Managing specialty gases and cryogenic liquids can create a variety of headaches and hassles for life sciences laboratories. Selecting the right grades and quantity is not easy. Upon arrival, a gas supply system must safeguard purity to the point of use. Labs also need to maintain enough cryogens, like liquid nitrogen, carbon dioxide, and dry ice, to preserve their work. Yet cryogens vaporize over time. Add the challenge of returning empty cylinders and the supply chain looks pretty complex. This article focuses on how to buy and manage both gases and cryogens, and offers potential remedies and cost saving measures. A future article in BioPharm will concentrate on gas mixtures and gas stream purity.
Steve Scheuring
For every dollar spent on gases and cryogens, most users spend two to three dollars on inefficiencies in gas selection, storage, handling, administration, waste, and downtime. Addressing these issues can add up to real savings.
Life sciences laboratories have several analytical applications that require carrier, makeup, and fuel gases for gas chromatography (GC) and other equipment, as well as sample storage applications that require liquid cryogens and dry ice. Scientists often specify the names and grades of product they need. However, with few exceptions, there are no industry standards for name or grade specifications. One supplier's "300-size, zero-grade helium" may be very different from another's "300-size, zero-grade helium." In fact, there are no standards for defining what constitutes a zero-grade gas. A researcher may assume that zero-grade helium means the gas is "five-nines" or 99.999 percent pure. However, a review of the product specifications from gas suppliers' websites indicates that no major specialty gas supplier offers zero-grade helium that is 99.999 percent pure. Instead the range of purities was 99.995 to 99.998 percent; one company no longer even offers zero-grade helium.
In the life sciences, there are important exceptions. In order to call a gas a medical grade, it must meet certain Food and Drug Administration (FDA) regulations. Other specialty gases must meet United States Pharmacopeia or National Formulary (NF) standards. In addition, some emissions monitoring standards must meet strict rules outlined by the Environmental Protection Agency or other regulatory bodies. Yet, these are the exceptions. Most gases used in biotechnology laboratories fall into this general rule: the lack of a universal standard for defining gas grades and names makes selection of the correct gas a complex process. Users who select gas by name alone can end up with poor gas selections.
Some biotechnology and pharmaceutical companies needlessly restrict their options and increase costs by writing inappropriate specifications into their standard operating procedures in a misguided attempt to placate FDA. By specifying a manufacturer's product name or grade for carrier gases on a GC used in quality control analysis when such specificity is not required, companies are limiting their options. The key is to understand the specificity required based on the application and then to source it from a reliable organization.
Insulated gloves approved for use in cryogenic service must be worn when operating valves or when the potential exists for human contact with product or exposed cold piping.

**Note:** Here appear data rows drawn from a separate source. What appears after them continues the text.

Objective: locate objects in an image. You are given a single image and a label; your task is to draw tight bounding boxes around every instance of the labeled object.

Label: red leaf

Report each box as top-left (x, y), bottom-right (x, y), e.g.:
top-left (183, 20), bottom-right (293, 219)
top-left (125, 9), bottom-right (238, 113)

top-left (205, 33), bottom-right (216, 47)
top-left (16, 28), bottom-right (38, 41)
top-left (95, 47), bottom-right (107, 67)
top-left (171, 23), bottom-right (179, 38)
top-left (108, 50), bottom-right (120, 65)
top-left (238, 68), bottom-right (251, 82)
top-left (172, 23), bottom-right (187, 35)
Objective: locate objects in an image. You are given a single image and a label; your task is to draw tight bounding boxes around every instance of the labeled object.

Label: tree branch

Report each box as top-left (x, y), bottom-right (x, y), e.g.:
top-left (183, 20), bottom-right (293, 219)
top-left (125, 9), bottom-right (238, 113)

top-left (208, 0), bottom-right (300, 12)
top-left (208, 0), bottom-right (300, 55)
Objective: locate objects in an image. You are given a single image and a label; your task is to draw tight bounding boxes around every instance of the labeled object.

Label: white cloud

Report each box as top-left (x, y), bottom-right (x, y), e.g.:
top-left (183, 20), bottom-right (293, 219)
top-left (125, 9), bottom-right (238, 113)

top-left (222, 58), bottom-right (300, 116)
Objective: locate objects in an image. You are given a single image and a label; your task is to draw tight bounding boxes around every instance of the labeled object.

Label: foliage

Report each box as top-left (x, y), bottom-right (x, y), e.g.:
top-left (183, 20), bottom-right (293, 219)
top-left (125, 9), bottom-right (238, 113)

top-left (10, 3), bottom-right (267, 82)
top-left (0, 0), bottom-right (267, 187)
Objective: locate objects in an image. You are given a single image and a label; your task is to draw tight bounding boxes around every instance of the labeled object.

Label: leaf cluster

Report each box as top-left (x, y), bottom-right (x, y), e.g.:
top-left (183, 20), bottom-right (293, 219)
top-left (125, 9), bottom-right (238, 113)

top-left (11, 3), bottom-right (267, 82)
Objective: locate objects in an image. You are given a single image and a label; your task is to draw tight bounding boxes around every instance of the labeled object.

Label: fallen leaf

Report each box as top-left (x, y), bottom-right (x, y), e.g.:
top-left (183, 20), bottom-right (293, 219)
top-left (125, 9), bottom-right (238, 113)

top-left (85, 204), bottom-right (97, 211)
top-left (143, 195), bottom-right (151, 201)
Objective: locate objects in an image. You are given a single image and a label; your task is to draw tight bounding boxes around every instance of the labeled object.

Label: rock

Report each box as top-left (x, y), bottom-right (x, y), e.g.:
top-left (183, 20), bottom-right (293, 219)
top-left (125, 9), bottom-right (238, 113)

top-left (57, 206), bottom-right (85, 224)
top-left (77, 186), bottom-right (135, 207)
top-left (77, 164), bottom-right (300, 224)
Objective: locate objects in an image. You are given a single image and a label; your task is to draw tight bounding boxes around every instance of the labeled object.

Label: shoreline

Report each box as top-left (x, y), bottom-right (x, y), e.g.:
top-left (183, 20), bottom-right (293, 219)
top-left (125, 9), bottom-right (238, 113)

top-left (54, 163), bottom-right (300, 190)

The "purity paradox" adds further confusion. Many chemists want the purest gas — gas that is 99.999 percent pure. Instead, they should consider specific impurities that could affect a specific application and then determine the quantity of impurities that can be tolerated without hindering analytical results or adding to operating costs.
The three most common contaminants that affect chromatographic applications are oxygen, water vapor, and hydrocarbons, which all can infiltrate the gas supply from the general atmosphere during filling by the supplier or at the point of use. Oxygen can accelerate column bleeds, reduce column life, and change retention times, as well as cause "ghosts" (unexpected peaks). Moisture can reduce column life as well as shift retention times and increase baseline noise levels. Hydrocarbons also can elevate baseline noise, degrade analyte quantification, and cause ghost peaks. There are a host of other contaminants that can affect performance. For example, some mass spectrometry applications are sensitive to inert gases like krypton, although these gases do not affect many other detectors. Also, consider impurities similar to analytes that the detectors are seeking. Electron capture detectors (ECDs) are sensitive to halogen contamination because ECDs are designed to find halogens.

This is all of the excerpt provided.